Sitting in an otherwise quiet East Crotona neighborhood that hears the rumbling of incoming and outgoing 6 trains, Hunter Ambulance is always busy, always bustling and deploying as many as 40 of its ambulance trucks throughout the city to wherever needed each day by 10 a.m.
During the height of the COVID-19 pandemic, when most of the cityscapes were quiet, private company Hunter Ambulance was making as many as 190-200 medical transports a day. At the same time, New York City’s EMTs and paramedics were increasingly burned out, with more than 13% leaving their jobs.

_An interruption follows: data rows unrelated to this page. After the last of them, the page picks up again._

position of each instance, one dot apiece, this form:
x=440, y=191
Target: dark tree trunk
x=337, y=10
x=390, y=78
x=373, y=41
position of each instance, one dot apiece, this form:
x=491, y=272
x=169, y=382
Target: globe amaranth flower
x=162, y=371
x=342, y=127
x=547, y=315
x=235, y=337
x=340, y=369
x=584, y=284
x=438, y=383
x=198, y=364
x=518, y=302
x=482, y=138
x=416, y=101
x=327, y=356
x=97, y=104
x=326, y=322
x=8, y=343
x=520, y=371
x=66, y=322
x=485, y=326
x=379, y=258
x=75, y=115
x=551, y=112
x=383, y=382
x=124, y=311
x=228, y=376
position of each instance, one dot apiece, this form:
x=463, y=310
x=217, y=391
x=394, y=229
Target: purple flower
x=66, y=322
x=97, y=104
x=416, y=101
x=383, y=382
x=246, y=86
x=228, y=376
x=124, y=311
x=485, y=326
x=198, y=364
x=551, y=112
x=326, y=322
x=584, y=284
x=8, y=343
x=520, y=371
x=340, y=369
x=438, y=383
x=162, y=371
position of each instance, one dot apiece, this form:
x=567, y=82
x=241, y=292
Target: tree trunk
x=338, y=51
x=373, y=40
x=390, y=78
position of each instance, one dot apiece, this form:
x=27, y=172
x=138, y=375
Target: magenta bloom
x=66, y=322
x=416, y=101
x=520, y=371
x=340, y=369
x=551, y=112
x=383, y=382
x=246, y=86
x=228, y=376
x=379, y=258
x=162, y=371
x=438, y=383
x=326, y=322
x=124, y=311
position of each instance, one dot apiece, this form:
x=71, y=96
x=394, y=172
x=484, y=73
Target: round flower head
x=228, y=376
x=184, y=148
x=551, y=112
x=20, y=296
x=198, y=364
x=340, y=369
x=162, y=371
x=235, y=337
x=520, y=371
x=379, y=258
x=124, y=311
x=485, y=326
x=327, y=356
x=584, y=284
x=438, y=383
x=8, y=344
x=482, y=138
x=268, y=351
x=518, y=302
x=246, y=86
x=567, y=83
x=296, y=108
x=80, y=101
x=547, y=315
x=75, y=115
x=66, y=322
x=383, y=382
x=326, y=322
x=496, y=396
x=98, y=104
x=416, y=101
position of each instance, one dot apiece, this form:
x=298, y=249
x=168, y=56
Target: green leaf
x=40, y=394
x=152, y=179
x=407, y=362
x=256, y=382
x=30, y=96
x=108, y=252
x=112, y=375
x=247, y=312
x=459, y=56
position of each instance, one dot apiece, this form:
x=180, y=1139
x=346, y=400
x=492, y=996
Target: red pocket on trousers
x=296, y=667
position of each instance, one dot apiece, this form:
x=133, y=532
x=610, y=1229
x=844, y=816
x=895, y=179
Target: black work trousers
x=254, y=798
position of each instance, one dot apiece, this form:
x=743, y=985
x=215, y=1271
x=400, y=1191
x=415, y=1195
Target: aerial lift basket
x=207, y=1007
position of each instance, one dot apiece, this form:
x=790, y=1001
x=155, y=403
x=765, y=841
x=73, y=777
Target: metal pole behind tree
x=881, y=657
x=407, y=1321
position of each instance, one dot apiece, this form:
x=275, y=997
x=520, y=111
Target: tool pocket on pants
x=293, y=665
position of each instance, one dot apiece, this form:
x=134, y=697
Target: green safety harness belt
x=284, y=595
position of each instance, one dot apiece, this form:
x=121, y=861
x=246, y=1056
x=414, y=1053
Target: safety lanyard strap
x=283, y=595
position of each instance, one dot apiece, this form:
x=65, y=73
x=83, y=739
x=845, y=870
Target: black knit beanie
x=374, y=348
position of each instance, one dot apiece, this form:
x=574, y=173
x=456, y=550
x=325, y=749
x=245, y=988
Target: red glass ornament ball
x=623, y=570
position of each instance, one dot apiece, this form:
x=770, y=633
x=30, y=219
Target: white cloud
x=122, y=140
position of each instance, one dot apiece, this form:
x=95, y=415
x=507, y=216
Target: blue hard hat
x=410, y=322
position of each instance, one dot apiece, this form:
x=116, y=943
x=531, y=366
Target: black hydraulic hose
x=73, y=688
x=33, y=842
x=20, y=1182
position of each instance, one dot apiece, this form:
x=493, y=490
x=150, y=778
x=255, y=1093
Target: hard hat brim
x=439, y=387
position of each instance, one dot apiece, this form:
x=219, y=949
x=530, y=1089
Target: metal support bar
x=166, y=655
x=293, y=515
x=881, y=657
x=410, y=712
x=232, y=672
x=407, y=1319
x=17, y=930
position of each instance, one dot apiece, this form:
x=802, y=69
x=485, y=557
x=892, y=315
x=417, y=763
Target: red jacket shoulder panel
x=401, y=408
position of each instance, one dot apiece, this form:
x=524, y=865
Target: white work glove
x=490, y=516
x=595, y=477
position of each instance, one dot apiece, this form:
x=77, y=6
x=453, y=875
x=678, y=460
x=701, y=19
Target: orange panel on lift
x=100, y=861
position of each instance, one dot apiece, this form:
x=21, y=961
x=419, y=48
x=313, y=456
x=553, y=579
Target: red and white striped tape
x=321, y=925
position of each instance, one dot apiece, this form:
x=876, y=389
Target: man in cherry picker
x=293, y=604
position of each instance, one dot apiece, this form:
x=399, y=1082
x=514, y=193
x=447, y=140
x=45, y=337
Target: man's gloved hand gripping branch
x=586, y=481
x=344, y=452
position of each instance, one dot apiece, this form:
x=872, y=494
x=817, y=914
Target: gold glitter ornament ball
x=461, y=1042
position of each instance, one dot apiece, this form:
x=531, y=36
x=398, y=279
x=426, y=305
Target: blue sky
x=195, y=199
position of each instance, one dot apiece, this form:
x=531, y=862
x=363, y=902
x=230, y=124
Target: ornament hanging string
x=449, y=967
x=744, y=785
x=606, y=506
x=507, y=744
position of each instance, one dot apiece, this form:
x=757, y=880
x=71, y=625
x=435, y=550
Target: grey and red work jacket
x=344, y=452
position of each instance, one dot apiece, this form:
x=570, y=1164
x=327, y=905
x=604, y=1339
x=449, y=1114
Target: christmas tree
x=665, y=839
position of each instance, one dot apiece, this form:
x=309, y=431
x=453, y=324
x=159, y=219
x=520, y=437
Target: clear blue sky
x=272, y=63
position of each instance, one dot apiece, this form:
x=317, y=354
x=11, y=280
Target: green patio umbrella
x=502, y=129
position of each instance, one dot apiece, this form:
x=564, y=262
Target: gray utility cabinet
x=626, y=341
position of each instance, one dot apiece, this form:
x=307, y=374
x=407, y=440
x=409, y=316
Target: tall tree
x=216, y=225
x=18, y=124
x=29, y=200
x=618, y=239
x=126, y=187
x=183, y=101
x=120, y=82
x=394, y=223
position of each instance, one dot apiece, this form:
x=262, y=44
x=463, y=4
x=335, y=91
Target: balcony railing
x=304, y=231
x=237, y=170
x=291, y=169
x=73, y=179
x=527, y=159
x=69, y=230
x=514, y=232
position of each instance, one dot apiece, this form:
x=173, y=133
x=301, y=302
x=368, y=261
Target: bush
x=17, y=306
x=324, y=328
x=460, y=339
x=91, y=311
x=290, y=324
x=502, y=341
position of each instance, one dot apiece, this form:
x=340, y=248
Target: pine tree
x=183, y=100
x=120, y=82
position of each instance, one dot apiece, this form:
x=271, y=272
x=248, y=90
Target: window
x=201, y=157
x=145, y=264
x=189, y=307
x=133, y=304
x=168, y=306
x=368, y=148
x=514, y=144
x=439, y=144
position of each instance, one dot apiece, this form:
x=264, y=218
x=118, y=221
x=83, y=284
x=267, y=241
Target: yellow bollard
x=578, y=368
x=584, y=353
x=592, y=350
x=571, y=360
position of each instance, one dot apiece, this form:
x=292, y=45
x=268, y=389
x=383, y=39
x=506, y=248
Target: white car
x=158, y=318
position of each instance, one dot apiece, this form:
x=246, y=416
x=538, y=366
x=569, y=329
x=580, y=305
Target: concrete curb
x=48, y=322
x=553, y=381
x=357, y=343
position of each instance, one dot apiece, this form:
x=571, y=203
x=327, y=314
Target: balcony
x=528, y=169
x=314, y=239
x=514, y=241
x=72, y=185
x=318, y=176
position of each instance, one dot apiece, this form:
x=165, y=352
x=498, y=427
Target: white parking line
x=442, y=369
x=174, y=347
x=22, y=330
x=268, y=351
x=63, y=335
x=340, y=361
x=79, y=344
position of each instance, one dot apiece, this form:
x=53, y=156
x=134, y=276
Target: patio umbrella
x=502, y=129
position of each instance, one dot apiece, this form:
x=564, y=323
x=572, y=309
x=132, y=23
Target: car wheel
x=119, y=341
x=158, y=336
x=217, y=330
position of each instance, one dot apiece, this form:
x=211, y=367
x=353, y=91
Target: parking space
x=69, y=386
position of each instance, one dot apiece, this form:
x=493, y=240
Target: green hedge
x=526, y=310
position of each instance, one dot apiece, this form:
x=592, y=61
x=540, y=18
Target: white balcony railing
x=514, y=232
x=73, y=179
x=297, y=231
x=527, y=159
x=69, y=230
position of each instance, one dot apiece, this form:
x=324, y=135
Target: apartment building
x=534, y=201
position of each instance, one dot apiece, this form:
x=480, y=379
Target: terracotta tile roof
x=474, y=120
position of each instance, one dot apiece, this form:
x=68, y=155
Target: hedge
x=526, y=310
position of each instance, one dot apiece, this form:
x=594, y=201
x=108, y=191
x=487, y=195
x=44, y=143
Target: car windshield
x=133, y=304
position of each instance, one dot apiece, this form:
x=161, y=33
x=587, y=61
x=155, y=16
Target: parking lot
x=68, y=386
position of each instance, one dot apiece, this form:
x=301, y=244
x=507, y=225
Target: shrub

“After 9/11, everybody wanted to be an EMT or a paramedic. They wanted to be a hero,” said Shannan Graves, director of operations at Hunter Ambulance. “After COVID, no one wants anything to do with this kind of work.”
In 2021, Hunter Ambulance became a solution for a workforce facing crisis-level staffing and attrition — among other concerns such as low pay and heightened instances of violence on the job — as its recently-implemented Earn While You Learn program paved a way for those wanting to become EMS professionals.
FDNY EMS has been in the throes of an employee retention crisis, with 50% of EMTs quitting after just three years on the job and 70% leaving for other jobs and careers by the fifth year, according to the Local 2507 union. During the pandemic, New York state EMT graduates and enrollees dropped by 30%.
Nationwide turnover rates — percentage of employees leaving within a certain period of time — for paramedics and EMTs increased in 2022 to 36% for EMTs and 27% for full-time paramedics, according to a 2022 American Ambulance Association survey.
Graves said she saw roughly 40 members of her staff depart during the pandemic, but feels Hunter Ambulance has set a standard — through the Earn While You Learn Program — that can rebuild the city’s paramedic workforce while inviting anyone interested in finding a pathway into the industry.